Lord Liverpool: The Life and Political Career of Robert Banks Jenkinson Second Earl of Liverpool 1770 - 1828
By Norman Gash
Gash, Norman. Lord Liverpool: The Life and Political Career of Robert Banks Jenkinson Second Earl of Liverpool 1770 - 1828. London: Weidenfeld and Nicolson, 1984. 265 pages. ISBN# 0297784536. Cambridge, MA: Harvard University, 1985. ISBN# 0674539109. $40.00. Hardcover. (May be out of print.)

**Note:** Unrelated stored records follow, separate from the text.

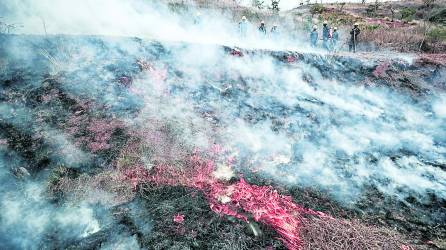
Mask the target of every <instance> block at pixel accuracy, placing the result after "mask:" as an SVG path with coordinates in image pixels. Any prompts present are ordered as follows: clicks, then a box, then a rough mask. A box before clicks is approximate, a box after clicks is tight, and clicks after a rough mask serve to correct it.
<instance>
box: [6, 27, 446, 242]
mask: <svg viewBox="0 0 446 250" xmlns="http://www.w3.org/2000/svg"><path fill="white" fill-rule="evenodd" d="M0 39H1V42H2V44H4V45H6V46H4V47H2V49H1V50H0V53H1V55H2V56H1V58H2V61H1V63H2V72H1V75H0V77H1V83H2V84H1V91H2V92H1V95H0V98H1V104H0V110H1V113H0V128H1V130H0V150H1V154H0V166H1V172H0V178H1V180H2V187H1V189H0V192H1V199H0V209H1V212H2V213H1V215H0V219H1V222H2V225H3V226H2V228H1V229H0V248H3V249H40V248H52V249H139V248H142V249H404V250H406V249H430V248H432V249H435V248H442V247H444V238H445V236H446V227H445V224H444V221H445V218H446V217H445V210H444V209H445V194H446V189H445V180H446V176H445V172H444V171H445V155H444V154H445V152H446V151H445V141H444V140H445V137H444V135H443V134H442V133H443V131H444V124H445V123H444V119H445V117H446V116H445V113H444V103H445V97H444V87H445V85H444V81H443V80H444V78H442V76H444V74H445V71H444V70H445V69H444V66H442V65H438V64H435V63H433V62H426V61H417V60H412V61H411V62H408V61H404V59H398V58H397V59H389V60H386V61H383V60H381V59H379V60H378V59H376V60H375V59H371V60H369V59H367V60H361V59H358V58H350V57H348V56H342V55H338V56H333V57H328V56H327V57H325V56H321V55H319V54H311V53H297V52H277V51H275V52H273V51H267V50H251V51H248V50H237V51H236V52H237V53H234V50H233V49H232V48H229V47H223V46H213V45H212V46H203V45H199V46H198V45H196V44H187V43H167V42H165V43H160V42H155V41H144V40H141V39H132V38H113V37H92V36H46V37H40V36H16V35H10V36H1V37H0ZM79 45H82V46H79ZM4 48H8V49H4ZM203 51H206V53H205V55H207V56H203V55H204V54H203ZM200 55H201V56H200ZM68 59H69V63H70V64H69V65H67V62H68V61H67V60H68ZM355 65H356V66H355ZM347 72H348V73H347ZM426 72H430V73H429V74H427V73H426ZM442 81H443V82H442Z"/></svg>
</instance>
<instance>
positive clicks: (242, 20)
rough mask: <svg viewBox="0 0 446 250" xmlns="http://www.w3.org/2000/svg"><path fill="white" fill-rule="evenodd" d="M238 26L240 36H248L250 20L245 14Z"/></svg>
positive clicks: (245, 36)
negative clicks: (239, 33) (249, 23)
mask: <svg viewBox="0 0 446 250" xmlns="http://www.w3.org/2000/svg"><path fill="white" fill-rule="evenodd" d="M238 26H239V33H240V37H241V38H246V35H247V33H248V21H247V20H246V17H245V16H243V17H242V20H241V21H240V22H239V24H238Z"/></svg>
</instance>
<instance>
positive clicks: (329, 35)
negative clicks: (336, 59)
mask: <svg viewBox="0 0 446 250" xmlns="http://www.w3.org/2000/svg"><path fill="white" fill-rule="evenodd" d="M329 39H330V28H329V27H328V23H327V21H324V23H323V26H322V40H323V42H324V43H323V46H324V48H325V49H327V50H330V48H329V44H328V40H329Z"/></svg>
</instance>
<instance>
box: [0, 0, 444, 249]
mask: <svg viewBox="0 0 446 250" xmlns="http://www.w3.org/2000/svg"><path fill="white" fill-rule="evenodd" d="M196 11H197V10H194V9H192V10H189V11H187V12H185V13H182V12H175V11H172V10H171V9H169V7H168V6H166V5H163V4H160V3H158V2H156V1H137V0H130V1H120V0H107V1H106V0H100V1H92V0H83V1H68V0H59V1H49V0H42V1H40V0H39V1H37V0H34V1H33V0H25V1H19V0H12V1H3V2H2V3H0V16H3V18H4V19H5V20H8V21H10V22H13V23H21V24H22V25H23V28H22V29H19V30H18V31H17V32H18V33H23V34H27V35H30V34H40V35H43V34H45V33H46V34H48V36H45V37H40V36H26V39H25V42H22V43H15V42H5V43H2V44H1V46H2V47H3V48H1V49H0V51H1V52H2V55H5V57H3V58H7V60H6V59H2V68H3V69H2V72H3V73H2V74H3V75H2V76H5V75H6V74H7V73H6V72H7V71H8V70H13V69H14V67H16V65H17V64H20V62H25V64H23V65H26V67H29V68H32V69H34V70H36V71H38V72H44V71H50V72H51V74H52V75H61V77H60V78H59V81H60V86H59V87H60V89H61V90H63V91H65V92H66V93H69V94H70V95H71V96H73V97H76V98H79V99H82V98H86V99H89V100H92V101H94V102H95V103H97V104H99V105H103V106H105V107H107V108H108V109H106V112H108V113H107V115H110V116H113V117H118V118H120V119H121V120H123V121H124V122H125V123H126V125H127V126H131V127H132V126H133V127H134V128H144V127H148V126H151V125H153V124H148V121H151V120H153V119H156V120H159V121H163V122H165V123H169V124H172V125H173V126H175V127H177V128H178V131H179V136H180V137H181V138H182V139H183V140H184V141H185V143H187V145H188V146H189V147H190V148H194V147H197V148H209V147H210V146H212V145H214V144H219V145H221V146H222V147H223V148H224V149H225V150H226V151H227V152H228V154H230V155H232V156H234V157H235V159H236V161H235V165H236V166H235V167H236V169H237V170H238V171H240V172H247V171H253V172H255V173H259V174H261V175H263V176H265V177H267V178H271V179H274V180H275V181H277V182H280V183H285V184H290V185H296V186H303V187H314V188H317V189H320V190H326V191H327V192H328V193H329V194H330V195H332V196H333V197H335V198H336V199H338V200H339V201H342V202H344V204H350V203H354V202H355V201H356V200H357V199H358V198H359V197H361V195H362V194H364V192H366V191H367V189H368V188H370V187H375V188H377V189H378V190H379V191H380V192H382V193H383V194H385V195H386V196H389V197H396V198H398V199H400V200H404V199H406V198H407V197H414V198H416V199H417V200H419V201H420V202H428V200H429V197H431V195H432V194H435V195H436V196H437V197H439V198H441V199H446V172H445V168H444V166H445V164H446V137H445V135H444V131H445V129H446V126H445V124H446V120H445V119H446V109H445V107H446V97H445V96H444V94H438V96H433V95H432V96H427V97H418V98H415V97H412V96H407V95H405V94H404V93H402V92H399V91H397V90H394V89H392V88H390V87H385V86H384V87H365V86H363V85H362V84H361V82H360V81H359V79H358V81H352V82H340V81H339V80H330V79H326V78H324V77H323V76H322V74H321V72H320V71H319V70H318V69H316V68H315V67H314V66H313V65H310V64H307V63H303V62H296V63H293V64H285V63H283V62H279V61H278V60H277V59H276V58H275V57H273V56H271V55H270V54H271V53H260V52H258V53H257V54H253V55H245V56H243V57H235V56H231V55H229V54H228V53H227V51H225V49H224V48H223V47H222V46H221V45H229V46H234V45H238V46H240V47H246V48H250V49H259V48H261V49H277V50H280V49H296V50H305V48H306V46H307V45H306V43H303V42H302V41H299V40H297V41H296V40H293V39H291V38H290V37H286V36H285V35H283V37H281V39H279V42H277V41H273V40H272V39H269V38H265V39H260V38H259V37H258V36H257V34H255V30H254V28H253V34H252V36H250V38H247V39H246V40H241V39H240V38H239V36H238V33H237V22H236V21H233V20H232V17H229V16H227V15H226V14H224V13H223V14H222V13H220V12H216V11H215V12H212V11H210V12H207V13H202V16H201V17H200V18H201V20H200V22H199V24H194V18H196V17H194V15H195V13H196ZM51 34H52V35H54V34H65V35H69V36H51ZM71 35H84V36H79V37H77V36H71ZM87 35H88V36H87ZM99 36H104V37H99ZM120 37H121V38H120ZM128 37H139V38H142V40H141V39H134V38H128ZM0 39H1V37H0ZM11 39H15V38H11ZM45 39H48V40H45ZM51 39H54V40H51ZM2 41H3V40H2ZM42 49H44V50H42ZM139 59H141V60H144V61H147V62H149V63H151V67H152V68H153V71H152V72H151V73H147V72H146V73H139V70H138V69H137V66H136V64H135V62H136V61H137V60H139ZM315 60H316V63H318V62H319V61H317V60H319V59H315ZM320 60H321V61H320V63H324V62H323V61H322V59H320ZM3 61H5V62H6V63H3ZM36 62H37V63H36ZM3 66H4V67H3ZM153 72H155V73H153ZM123 75H132V76H134V77H133V79H132V84H131V86H130V87H128V88H126V87H123V86H122V85H119V84H118V83H117V81H116V79H117V78H118V77H121V76H123ZM37 79H39V80H35V81H31V82H29V84H25V83H23V86H25V87H23V90H24V91H25V90H29V89H32V88H37V87H41V86H42V84H44V83H43V81H41V80H42V79H40V78H37ZM21 86H22V85H21ZM3 89H5V87H2V89H1V90H3ZM2 98H3V97H2ZM0 100H2V102H3V100H4V99H0ZM131 110H138V112H137V113H136V114H135V113H134V112H131ZM35 112H37V108H36V107H30V105H27V104H26V100H22V102H18V103H15V104H9V103H0V121H2V122H7V123H8V124H12V125H13V126H15V127H17V128H19V129H20V130H23V131H26V132H27V133H31V134H39V135H41V136H42V138H43V140H44V141H45V143H47V144H48V145H50V147H51V148H53V149H55V152H56V153H55V154H54V155H53V156H54V157H55V158H52V159H55V161H56V162H61V163H64V164H66V165H70V166H73V167H80V166H82V167H86V166H87V167H86V168H87V169H88V167H90V163H91V162H90V160H91V157H93V156H92V155H91V154H89V153H87V152H83V151H82V150H81V149H80V148H79V147H78V146H76V145H75V144H74V142H73V141H72V139H73V138H71V137H70V136H69V135H66V134H65V133H64V132H63V131H60V130H58V129H55V128H54V127H53V126H51V124H47V123H45V122H37V121H36V119H34V118H35V117H36V116H35ZM0 135H2V134H0ZM5 139H7V138H3V139H2V138H0V140H5ZM3 144H5V143H0V147H1V152H2V156H1V157H0V180H1V181H2V183H3V184H2V186H1V188H0V193H1V197H0V212H1V213H0V214H1V215H0V219H1V223H2V225H3V226H2V228H1V229H0V232H1V233H0V235H1V236H0V237H1V238H0V248H29V249H34V248H35V249H37V248H38V246H36V245H33V242H35V240H39V239H42V238H43V237H44V236H45V235H47V233H48V231H49V230H60V232H62V233H60V235H61V236H60V237H61V239H63V238H68V239H71V238H83V237H88V236H89V235H91V234H94V233H96V232H98V231H100V230H101V229H102V225H101V222H100V221H99V220H98V219H97V218H96V216H95V209H94V208H93V207H92V204H82V205H66V206H62V207H60V206H56V205H54V204H51V203H50V202H48V201H46V200H45V197H44V195H45V192H44V190H45V183H44V178H43V177H42V176H40V175H37V176H33V178H31V179H28V180H25V181H23V183H20V185H18V186H17V184H16V182H17V180H16V179H15V178H14V177H13V176H12V175H11V174H10V170H11V169H15V168H17V167H20V166H21V164H22V163H23V164H25V165H26V164H27V163H26V161H25V160H23V159H21V156H18V155H15V154H14V150H12V149H10V148H8V146H5V145H3ZM56 155H57V157H56ZM150 164H151V163H150V162H148V163H147V165H148V167H149V165H150ZM442 166H443V167H442ZM223 170H224V171H223ZM223 170H222V172H223V173H222V175H223V177H225V178H230V177H232V173H230V174H228V173H227V169H225V167H223ZM121 236H122V237H121ZM121 236H120V237H117V239H116V240H114V241H112V242H108V243H107V244H105V245H104V246H103V248H104V249H121V248H122V249H129V248H132V249H136V248H137V247H138V246H137V241H136V239H135V238H134V237H133V236H131V235H126V234H123V235H121Z"/></svg>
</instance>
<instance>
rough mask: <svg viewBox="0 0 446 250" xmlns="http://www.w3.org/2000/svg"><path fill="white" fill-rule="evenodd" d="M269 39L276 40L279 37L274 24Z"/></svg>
mask: <svg viewBox="0 0 446 250" xmlns="http://www.w3.org/2000/svg"><path fill="white" fill-rule="evenodd" d="M270 33H271V37H272V38H277V36H278V35H279V27H278V25H277V24H274V25H273V27H272V28H271V31H270Z"/></svg>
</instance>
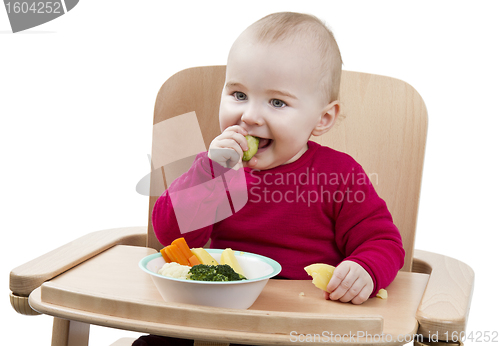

For a man at the centre and very pinnacle of British, and therefore, given the period, of global politics for thirty odd years, then 250 odd pages isn't much to tell his story. But then Robert Jenkinson/ Lord Hawkesbury / Lord Liverpool hasn't had much written about him at all. This is surprising given that his tenure in high office ranks up there with the likes of William Pitt the Younger (Liverpool like Pitt owed his young elevation into high office to an illustrious father), Robert Peel, William Gladstone and Benjamin Disraeli. In fact this neglect seems to rank alongside that other long-standing Prime Minister, Lord North, whose period in office ended in ignominious failure and disaster. If the obvious conclusion were to be drawn then we would expect that Liverpool's career to be similarly attached to failure, but it is not according to Gash. With the benefit of the distance of time, it is hard to disagree with Gash in this.
In fact, Liverpool came into high office as Foreign Secretary at Britain's darkest hour during the long Revolutionary/Napoleonic wars. He was Prime Minister in time to lead Britain in the years of victory and, unlike many others in the aftermath of a long and exhausting struggle, was able to hold onto office continuously for another dozen years (in contrast to Churchill, for example). Not only did he retain power but these years also ushered in an era of unheralded economic and national triumph. So why has Liverpool been so underrated?
Gash really sets out to set the record straight. His book is too brief to shed much light on the great events of the period but he explains the role of the man and the pivotal part played by Liverpool in shaping politics and politicians. Perhaps those with great knowledge of the great men of the time (e.g. George Canning, Pitt, Henry Addington, Duke of Wellington, Richard Wellesley, Lord Castlereagh, Lord Grenville, etc.) could protest that Gash has made too much of Liverpool's influence. Was he really central to affairs as early as 1801 when Addington succeeded Pitt? Perhaps he was, perhaps not; the proof awaits a comprehensive 1000 or so pages in a two-volume life and as such might never be answered. (Professor Gash in fact has authored just such a biography of one of Liverpool's protégés and successors: Sir Robert Peel.)
What Gash does show is that Liverpool was two things, the archconservative and the great chairman, both of which account for his small place in historiography. By archconservative I mean that he steadfastly held to sound principles and defended them against the forces of both change and of reaction for 30 years. This held true on the question of catholic emancipation, on political reform, and in the broader fields of international relations and economic policy (where Liverpool believed in the free market albeit one mitigated by pragmatism). This must surely account for his neglect and poor image. The years immediately after his passing saw unprecedented change in all these fields, often with a liberal counter reaction to the conservatism of the Liverpool years. With so much of history written from the perspective of reform with a decided liberal angle it is little wonder Liverpool is treated with disdain. Perhaps Liverpool did resist the tide of reform and his own changes and innovations were minor and expedient. However who is to say that it wasn't refusal to bow to pressures for protectionism after the war that brought about the economic boom of the 19th century, or that it wasn't a good idea to resist as long as possible the innovation of true party politics in parliament.
As for being a great chairman, this accounts for the descriptions of him as a mediocrity. Few men can have held such a grip on power but have been less forceful in imposing their own will on the course of events. Liverpool was a conservative but he cannot be labeled as reactionary, as Wellington so often was and for whom the liberals reserved their true pillorying. All the more ironic that it was the Tory, Disraeli, who was the most cutting, describing Liverpool as, "the arch mediocrity..." What underlies this was the fact that Liverpool didn't force through anything. Perhaps Castlereagh, his foreign secretary, had his ideas about the Europe but the vision was never fulfilled and the Liverpool years didn't change the shape of anything.
However you don't need to turn the rudder if the ship is already on course! The great qualities that come out in Gash's work are the authoritative voice in parliament, the ability to work with and guide all manner of men and the steadfastness of purpose and of high principles. Liverpool's career included countless trials, struggles and almost always triumphs. So Gash's purpose is to recount how Liverpool handles each one. What emerges is not a comprehensive account of the events but a tale of relationships, and the life of although perhaps not a man or iron, at least a man with a backbone of iron.